Extraído de Carlos Iván Zúñiga Guardia, La Prensa Web
Porque no es una fecha para conmemoraciones livianas, el Día del trabajo motiva muchas reflexiones. Es una fecha destinada a recordar los sacrificios de los trabajadores de Chicago y de los trabajadores del mundo para lograr el reconocimiento de sus derechos como partícipes en la creación de la riqueza. No hay en la historia de la humanidad un esfuerzo más continuado y doloroso que el de la clase trabajadora por sus objetivos económicos y sociales. Ni hay país que en alguna medida no registre episodios dolorosos de atropellos y crímenes en perjuicio de los trabajadores. En algunas regiones de América los pueblos mineros, desde la colonia, el patrón y el soldado hicieron causa común para golpear al obrero y mancillar a los suyos. Suman millares los trabajadores del cobre, de la plata, del salitre y de todas las explotaciones mineras de la tierra que recibieron su sepultura o su carcelazo por haber reclamado un poquito de atención a su infortunio personal y social.
El Día del trabajo surgió como un homenaje a todos los obreros caídos.

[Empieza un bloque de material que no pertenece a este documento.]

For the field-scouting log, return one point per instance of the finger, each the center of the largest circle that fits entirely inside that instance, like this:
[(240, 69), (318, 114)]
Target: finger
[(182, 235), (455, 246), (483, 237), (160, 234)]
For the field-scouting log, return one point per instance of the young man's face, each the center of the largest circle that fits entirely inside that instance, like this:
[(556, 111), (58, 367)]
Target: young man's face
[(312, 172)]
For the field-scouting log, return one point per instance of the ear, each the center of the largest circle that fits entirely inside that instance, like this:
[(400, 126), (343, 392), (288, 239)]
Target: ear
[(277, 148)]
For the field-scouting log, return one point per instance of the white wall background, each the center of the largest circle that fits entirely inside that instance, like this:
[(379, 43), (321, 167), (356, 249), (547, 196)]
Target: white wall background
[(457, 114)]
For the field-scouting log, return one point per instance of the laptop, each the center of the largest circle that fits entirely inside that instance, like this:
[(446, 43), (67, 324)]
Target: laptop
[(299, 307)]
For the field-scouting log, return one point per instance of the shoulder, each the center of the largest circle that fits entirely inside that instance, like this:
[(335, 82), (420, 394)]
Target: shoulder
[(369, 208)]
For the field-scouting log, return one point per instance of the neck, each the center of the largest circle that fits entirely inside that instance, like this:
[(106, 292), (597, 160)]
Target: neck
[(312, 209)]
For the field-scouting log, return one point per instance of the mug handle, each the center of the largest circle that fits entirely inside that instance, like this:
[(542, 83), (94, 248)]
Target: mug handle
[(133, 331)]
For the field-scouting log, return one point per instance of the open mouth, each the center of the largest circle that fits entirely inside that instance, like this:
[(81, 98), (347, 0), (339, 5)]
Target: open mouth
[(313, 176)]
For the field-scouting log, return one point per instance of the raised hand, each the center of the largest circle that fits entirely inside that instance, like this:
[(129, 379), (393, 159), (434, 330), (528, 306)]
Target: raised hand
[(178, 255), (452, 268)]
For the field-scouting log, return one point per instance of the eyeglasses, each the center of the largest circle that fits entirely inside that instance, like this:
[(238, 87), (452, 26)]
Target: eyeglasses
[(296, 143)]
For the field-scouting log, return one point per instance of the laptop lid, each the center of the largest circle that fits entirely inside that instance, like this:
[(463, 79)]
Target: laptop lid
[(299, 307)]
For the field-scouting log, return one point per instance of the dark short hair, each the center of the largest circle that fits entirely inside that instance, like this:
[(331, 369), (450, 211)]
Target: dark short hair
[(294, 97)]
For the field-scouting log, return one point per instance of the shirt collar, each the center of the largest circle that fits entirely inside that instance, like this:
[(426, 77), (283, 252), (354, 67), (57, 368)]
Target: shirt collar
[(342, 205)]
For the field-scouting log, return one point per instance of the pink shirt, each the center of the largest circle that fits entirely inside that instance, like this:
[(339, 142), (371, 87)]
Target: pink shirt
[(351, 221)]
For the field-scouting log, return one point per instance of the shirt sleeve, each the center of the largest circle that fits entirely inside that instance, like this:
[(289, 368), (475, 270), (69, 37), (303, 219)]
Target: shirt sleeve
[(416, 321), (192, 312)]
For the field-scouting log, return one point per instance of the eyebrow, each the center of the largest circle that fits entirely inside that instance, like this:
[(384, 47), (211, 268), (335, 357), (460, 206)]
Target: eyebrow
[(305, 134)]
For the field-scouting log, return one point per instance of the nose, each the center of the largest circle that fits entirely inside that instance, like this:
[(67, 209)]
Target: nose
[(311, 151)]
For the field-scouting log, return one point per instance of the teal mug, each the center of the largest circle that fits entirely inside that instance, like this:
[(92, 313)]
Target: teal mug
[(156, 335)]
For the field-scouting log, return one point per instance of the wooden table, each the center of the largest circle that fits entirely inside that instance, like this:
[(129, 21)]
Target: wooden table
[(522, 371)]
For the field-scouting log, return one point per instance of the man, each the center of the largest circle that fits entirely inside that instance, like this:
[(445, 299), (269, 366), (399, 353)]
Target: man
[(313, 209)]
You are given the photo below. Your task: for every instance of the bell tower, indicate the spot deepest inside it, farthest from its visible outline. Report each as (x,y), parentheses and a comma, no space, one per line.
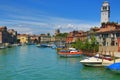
(105,12)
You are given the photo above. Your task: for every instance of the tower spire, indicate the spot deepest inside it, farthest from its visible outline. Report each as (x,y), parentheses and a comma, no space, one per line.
(105,12)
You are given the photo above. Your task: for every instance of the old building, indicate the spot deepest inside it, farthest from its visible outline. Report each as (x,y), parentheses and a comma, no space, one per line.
(76,35)
(34,39)
(12,36)
(108,37)
(23,38)
(8,36)
(105,12)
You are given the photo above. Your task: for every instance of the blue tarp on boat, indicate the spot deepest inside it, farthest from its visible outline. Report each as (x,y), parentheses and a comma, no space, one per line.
(115,67)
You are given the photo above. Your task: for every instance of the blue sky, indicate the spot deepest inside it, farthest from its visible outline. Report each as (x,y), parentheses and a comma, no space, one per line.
(43,16)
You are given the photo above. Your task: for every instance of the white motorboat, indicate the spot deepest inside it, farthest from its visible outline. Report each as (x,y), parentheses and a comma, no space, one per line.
(92,61)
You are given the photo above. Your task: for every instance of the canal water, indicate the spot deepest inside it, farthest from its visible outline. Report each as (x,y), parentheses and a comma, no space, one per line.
(33,63)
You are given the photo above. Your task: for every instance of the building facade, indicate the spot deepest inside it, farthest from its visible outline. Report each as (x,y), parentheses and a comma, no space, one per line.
(8,36)
(105,12)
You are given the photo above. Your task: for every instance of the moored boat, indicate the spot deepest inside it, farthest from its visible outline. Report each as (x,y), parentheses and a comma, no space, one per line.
(42,45)
(69,53)
(115,67)
(92,61)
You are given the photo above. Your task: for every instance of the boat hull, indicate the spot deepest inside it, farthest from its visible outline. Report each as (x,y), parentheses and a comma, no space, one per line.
(115,67)
(69,55)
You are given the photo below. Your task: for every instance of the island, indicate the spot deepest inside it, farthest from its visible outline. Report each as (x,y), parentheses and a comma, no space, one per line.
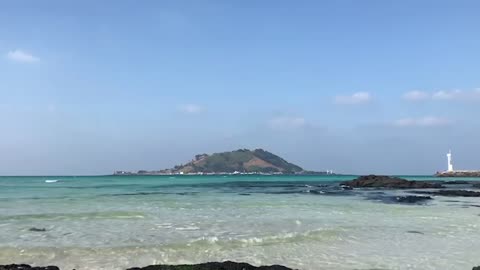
(241,161)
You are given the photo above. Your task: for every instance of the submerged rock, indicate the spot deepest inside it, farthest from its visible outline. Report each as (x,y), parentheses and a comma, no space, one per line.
(26,267)
(213,266)
(381,181)
(406,199)
(413,199)
(33,229)
(457,182)
(452,193)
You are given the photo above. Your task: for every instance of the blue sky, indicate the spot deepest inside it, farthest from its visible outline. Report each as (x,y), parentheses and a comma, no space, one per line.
(352,86)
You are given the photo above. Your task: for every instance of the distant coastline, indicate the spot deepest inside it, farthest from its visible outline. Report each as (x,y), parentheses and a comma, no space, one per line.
(459,173)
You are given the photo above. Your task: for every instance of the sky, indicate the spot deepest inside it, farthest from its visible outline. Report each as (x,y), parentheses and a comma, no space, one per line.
(89,87)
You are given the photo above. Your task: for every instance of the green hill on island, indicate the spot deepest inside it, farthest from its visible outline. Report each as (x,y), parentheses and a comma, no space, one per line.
(242,160)
(238,161)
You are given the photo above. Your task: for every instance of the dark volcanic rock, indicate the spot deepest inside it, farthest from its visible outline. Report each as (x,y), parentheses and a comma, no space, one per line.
(380,181)
(26,267)
(452,193)
(33,229)
(457,182)
(406,199)
(413,199)
(212,266)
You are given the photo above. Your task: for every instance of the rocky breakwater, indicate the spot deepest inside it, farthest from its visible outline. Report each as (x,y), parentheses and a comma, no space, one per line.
(26,267)
(213,266)
(202,266)
(382,181)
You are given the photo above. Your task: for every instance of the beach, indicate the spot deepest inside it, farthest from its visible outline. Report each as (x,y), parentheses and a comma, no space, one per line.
(302,222)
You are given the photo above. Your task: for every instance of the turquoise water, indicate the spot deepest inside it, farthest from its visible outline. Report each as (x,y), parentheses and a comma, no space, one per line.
(305,222)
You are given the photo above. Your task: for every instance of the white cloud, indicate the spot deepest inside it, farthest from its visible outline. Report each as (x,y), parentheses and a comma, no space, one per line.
(447,95)
(426,121)
(416,96)
(22,56)
(357,98)
(191,109)
(286,122)
(444,95)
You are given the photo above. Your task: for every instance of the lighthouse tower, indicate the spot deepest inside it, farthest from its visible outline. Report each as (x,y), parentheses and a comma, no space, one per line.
(449,161)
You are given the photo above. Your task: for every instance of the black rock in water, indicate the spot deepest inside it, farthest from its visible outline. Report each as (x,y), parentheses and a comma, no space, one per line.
(381,181)
(452,193)
(213,266)
(26,267)
(457,182)
(33,229)
(413,199)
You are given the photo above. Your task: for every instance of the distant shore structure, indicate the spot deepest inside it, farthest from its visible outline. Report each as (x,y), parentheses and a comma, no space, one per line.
(450,172)
(449,161)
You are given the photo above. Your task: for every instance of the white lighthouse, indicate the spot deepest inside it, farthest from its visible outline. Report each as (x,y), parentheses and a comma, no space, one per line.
(449,161)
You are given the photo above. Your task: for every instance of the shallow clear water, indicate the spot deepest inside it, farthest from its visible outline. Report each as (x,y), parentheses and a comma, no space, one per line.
(304,222)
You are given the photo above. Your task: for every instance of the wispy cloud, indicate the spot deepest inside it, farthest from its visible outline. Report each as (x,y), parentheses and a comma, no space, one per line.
(426,121)
(22,56)
(287,122)
(354,99)
(416,96)
(444,95)
(191,109)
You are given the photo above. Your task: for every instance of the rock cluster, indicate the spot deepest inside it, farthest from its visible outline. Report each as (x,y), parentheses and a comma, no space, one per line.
(381,181)
(213,266)
(26,267)
(452,193)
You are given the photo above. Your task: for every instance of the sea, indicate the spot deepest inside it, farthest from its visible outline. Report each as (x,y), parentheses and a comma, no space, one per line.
(303,222)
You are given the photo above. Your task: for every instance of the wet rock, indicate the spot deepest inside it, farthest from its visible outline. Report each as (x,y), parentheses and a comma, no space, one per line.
(212,266)
(33,229)
(407,199)
(26,267)
(413,199)
(457,182)
(451,193)
(381,181)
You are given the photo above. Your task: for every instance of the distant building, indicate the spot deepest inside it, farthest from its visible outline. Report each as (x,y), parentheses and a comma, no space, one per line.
(449,161)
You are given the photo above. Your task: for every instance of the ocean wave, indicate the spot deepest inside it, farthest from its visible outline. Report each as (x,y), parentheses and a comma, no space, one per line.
(74,216)
(319,235)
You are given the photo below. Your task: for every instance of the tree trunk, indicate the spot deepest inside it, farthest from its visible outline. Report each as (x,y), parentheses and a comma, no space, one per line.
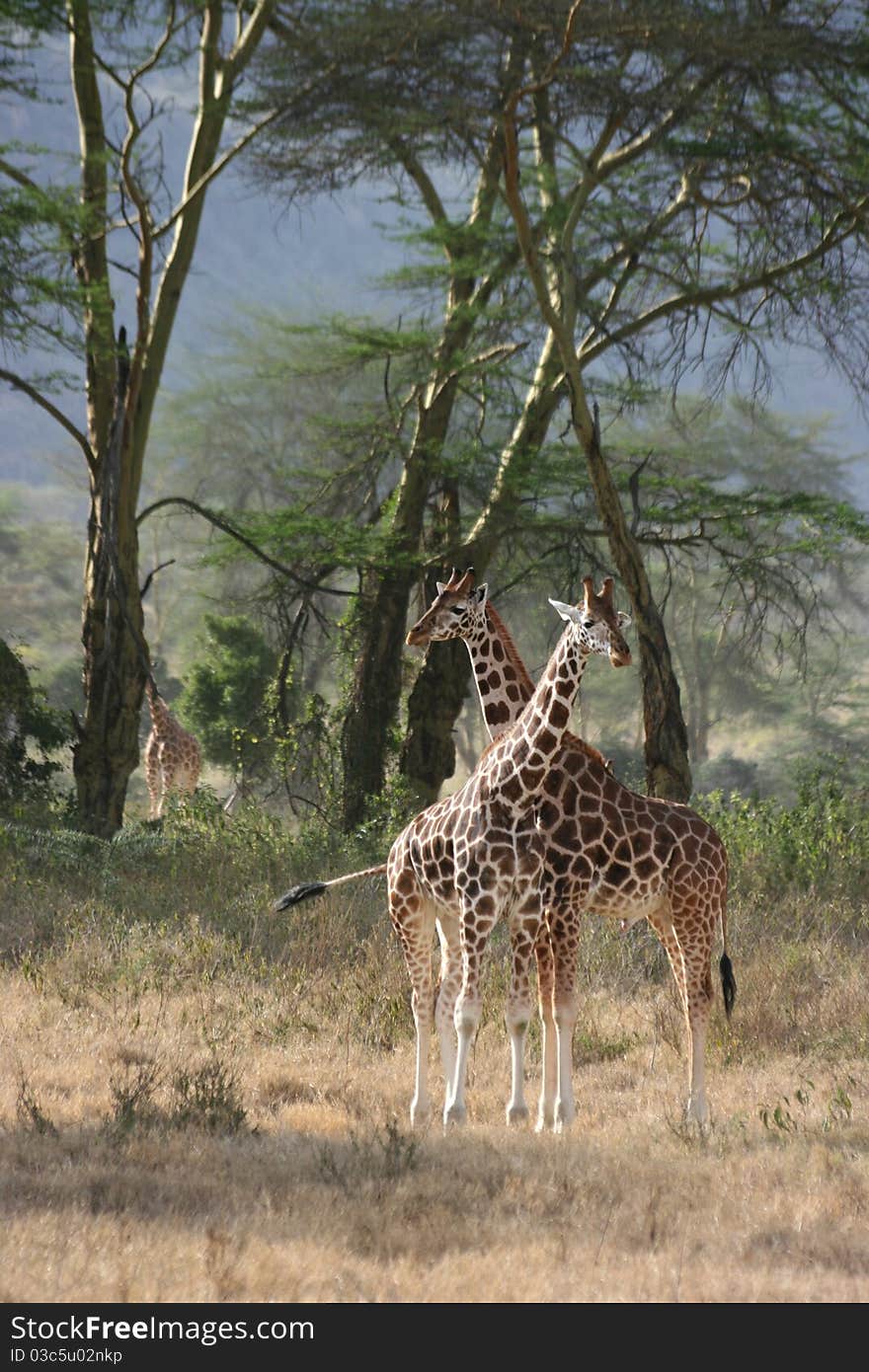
(429,749)
(429,752)
(668,771)
(116,651)
(380,616)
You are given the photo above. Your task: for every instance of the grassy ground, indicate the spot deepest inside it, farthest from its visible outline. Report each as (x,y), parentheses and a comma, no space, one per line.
(199,1102)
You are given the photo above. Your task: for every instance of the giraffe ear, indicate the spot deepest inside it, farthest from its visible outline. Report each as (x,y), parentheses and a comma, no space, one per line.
(567,612)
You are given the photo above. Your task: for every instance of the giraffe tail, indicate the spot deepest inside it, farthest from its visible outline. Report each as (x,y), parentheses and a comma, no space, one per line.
(728,982)
(725,966)
(308,889)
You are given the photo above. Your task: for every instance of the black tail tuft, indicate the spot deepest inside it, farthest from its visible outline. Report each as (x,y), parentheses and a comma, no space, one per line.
(728,982)
(302,892)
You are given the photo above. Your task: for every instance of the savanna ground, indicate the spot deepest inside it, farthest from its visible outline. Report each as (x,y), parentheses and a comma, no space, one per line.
(200,1101)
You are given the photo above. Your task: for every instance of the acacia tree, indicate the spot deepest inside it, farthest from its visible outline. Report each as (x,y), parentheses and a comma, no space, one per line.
(697,176)
(123,222)
(709,192)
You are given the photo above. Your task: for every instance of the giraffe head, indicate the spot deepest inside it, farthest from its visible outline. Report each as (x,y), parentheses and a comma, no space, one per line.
(457,609)
(596,623)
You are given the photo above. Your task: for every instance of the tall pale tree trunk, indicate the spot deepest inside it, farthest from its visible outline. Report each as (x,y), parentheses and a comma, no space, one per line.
(382,611)
(429,752)
(553,277)
(121,391)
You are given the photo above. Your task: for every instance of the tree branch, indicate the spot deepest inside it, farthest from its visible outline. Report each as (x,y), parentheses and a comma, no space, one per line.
(225,527)
(18,382)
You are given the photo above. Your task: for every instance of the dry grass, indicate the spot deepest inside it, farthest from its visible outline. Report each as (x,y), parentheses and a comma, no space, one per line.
(199,1102)
(322,1193)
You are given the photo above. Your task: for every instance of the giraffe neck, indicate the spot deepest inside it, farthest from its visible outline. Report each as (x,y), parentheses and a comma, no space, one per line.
(503,682)
(159,714)
(533,746)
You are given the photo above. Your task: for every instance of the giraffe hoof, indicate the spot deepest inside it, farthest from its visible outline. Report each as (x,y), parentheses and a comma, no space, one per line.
(565,1115)
(454,1117)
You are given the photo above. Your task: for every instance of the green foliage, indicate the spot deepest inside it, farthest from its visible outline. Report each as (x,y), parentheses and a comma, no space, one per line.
(822,841)
(224,701)
(31,731)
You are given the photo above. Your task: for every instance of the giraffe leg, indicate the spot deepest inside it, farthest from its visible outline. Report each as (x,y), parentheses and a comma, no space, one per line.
(447,992)
(689,960)
(545,991)
(475,931)
(524,926)
(414,921)
(566,1006)
(153,776)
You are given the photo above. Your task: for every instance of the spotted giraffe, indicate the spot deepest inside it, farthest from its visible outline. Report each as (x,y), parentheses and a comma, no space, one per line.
(608,850)
(478,855)
(173,757)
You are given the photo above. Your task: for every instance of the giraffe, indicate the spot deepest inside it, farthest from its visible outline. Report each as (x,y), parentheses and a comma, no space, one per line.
(477,855)
(173,757)
(608,850)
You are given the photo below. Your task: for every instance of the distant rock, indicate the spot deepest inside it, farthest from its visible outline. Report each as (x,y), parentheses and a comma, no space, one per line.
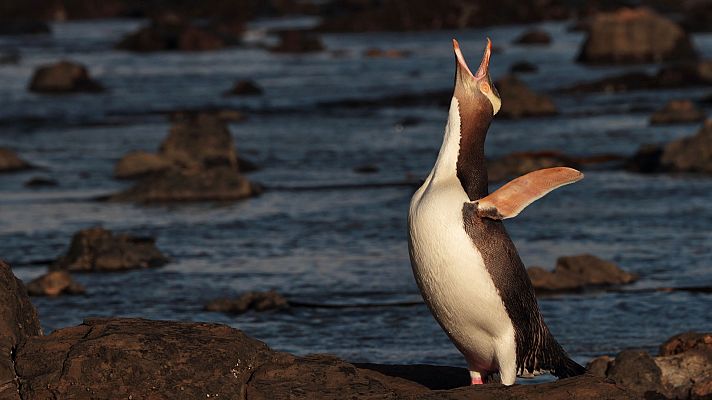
(298,41)
(533,37)
(11,162)
(635,36)
(518,101)
(523,67)
(245,87)
(574,273)
(97,249)
(54,283)
(63,77)
(258,301)
(196,162)
(170,32)
(678,111)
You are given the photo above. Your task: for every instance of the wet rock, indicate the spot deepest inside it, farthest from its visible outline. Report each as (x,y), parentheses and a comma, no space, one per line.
(635,36)
(518,101)
(245,87)
(54,283)
(18,321)
(298,41)
(690,154)
(534,37)
(677,111)
(140,163)
(97,249)
(63,77)
(636,371)
(523,67)
(40,181)
(578,272)
(258,301)
(375,52)
(171,32)
(11,162)
(23,27)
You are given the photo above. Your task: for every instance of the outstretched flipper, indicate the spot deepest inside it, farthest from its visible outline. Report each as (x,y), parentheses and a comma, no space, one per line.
(509,200)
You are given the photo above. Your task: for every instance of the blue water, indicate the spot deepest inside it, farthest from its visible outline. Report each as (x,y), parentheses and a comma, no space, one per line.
(342,246)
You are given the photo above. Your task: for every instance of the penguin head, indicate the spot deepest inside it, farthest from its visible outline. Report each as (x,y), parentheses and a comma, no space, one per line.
(475,90)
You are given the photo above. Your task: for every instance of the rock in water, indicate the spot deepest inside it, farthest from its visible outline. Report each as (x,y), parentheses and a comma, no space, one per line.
(677,111)
(519,101)
(578,272)
(54,283)
(97,249)
(63,77)
(18,321)
(10,161)
(635,36)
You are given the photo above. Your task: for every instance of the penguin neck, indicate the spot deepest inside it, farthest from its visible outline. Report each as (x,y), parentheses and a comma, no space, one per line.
(461,156)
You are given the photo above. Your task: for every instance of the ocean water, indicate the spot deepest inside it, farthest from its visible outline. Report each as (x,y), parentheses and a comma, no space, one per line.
(342,245)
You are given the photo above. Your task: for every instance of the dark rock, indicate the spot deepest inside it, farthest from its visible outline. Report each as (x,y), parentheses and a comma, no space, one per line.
(63,77)
(23,27)
(40,181)
(298,41)
(519,101)
(10,161)
(18,321)
(54,283)
(677,111)
(578,272)
(635,36)
(637,372)
(97,249)
(523,67)
(258,301)
(140,163)
(534,36)
(177,185)
(690,154)
(686,341)
(245,87)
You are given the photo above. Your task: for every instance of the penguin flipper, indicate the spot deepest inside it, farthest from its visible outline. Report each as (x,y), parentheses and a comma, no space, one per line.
(509,200)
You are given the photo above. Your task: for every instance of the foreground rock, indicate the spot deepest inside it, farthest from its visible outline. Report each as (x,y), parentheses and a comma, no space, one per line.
(135,358)
(635,36)
(687,154)
(63,77)
(196,162)
(18,322)
(519,101)
(11,162)
(574,273)
(677,111)
(54,283)
(258,301)
(682,370)
(97,249)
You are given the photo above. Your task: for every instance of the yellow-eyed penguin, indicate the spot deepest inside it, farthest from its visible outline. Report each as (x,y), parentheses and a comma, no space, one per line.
(464,262)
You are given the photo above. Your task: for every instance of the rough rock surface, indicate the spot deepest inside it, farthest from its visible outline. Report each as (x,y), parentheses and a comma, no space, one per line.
(635,36)
(519,101)
(258,301)
(18,321)
(97,249)
(10,161)
(677,111)
(54,283)
(578,272)
(63,77)
(196,162)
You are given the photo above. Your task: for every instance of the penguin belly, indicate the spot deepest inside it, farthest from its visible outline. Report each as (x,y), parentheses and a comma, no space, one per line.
(454,280)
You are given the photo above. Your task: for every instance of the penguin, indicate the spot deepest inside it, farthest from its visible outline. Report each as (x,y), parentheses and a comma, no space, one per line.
(464,262)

Es un homenaje al martirologio. Y es un rechazo a todas las manos asesinas de todos los tiempos. El 9 de enero es visto como un tributo a la soberanía, pero su trascendencia histórica es más perdurable por la sangre derramada. Victoriano Lorenzo fue un guerrillero de hazañas controvertidas en las campiñas y en el campo de batalla, pero lo que dio una dimensión inolvidable a su presencia humana fue el estúpido fusilamiento ordenado por las fuerzas opresoras. Sin esa particularidad, Victoriano fuera un caudillo de los humildes y una bandera de su partido, tal vez desteñida por el paso del tiempo como se encuentran hoy casi todas las banderas humanas de la Guerra de los Mil Días. Solo se les recuerda cuando tocan las trompetas de las conmemoraciones. La grandeza inmortal de Jesús encontró su pedestal en la cruz, en todos los tormentos sufridos y en la sangre derramada. Cruz y sangre en permanente emisión en pro de la redención humana. Yo no digo que la sola palabra de Jesús no bastaría para revolucionar el mundo y humanizarlo, lo que pienso es que la barbarie de los Césares y la cobardía de los Pilatos oprimen el corazón del hombre para que, desde el dolor, la palabra del redentor se convierta en luz perpetua para los cristianos.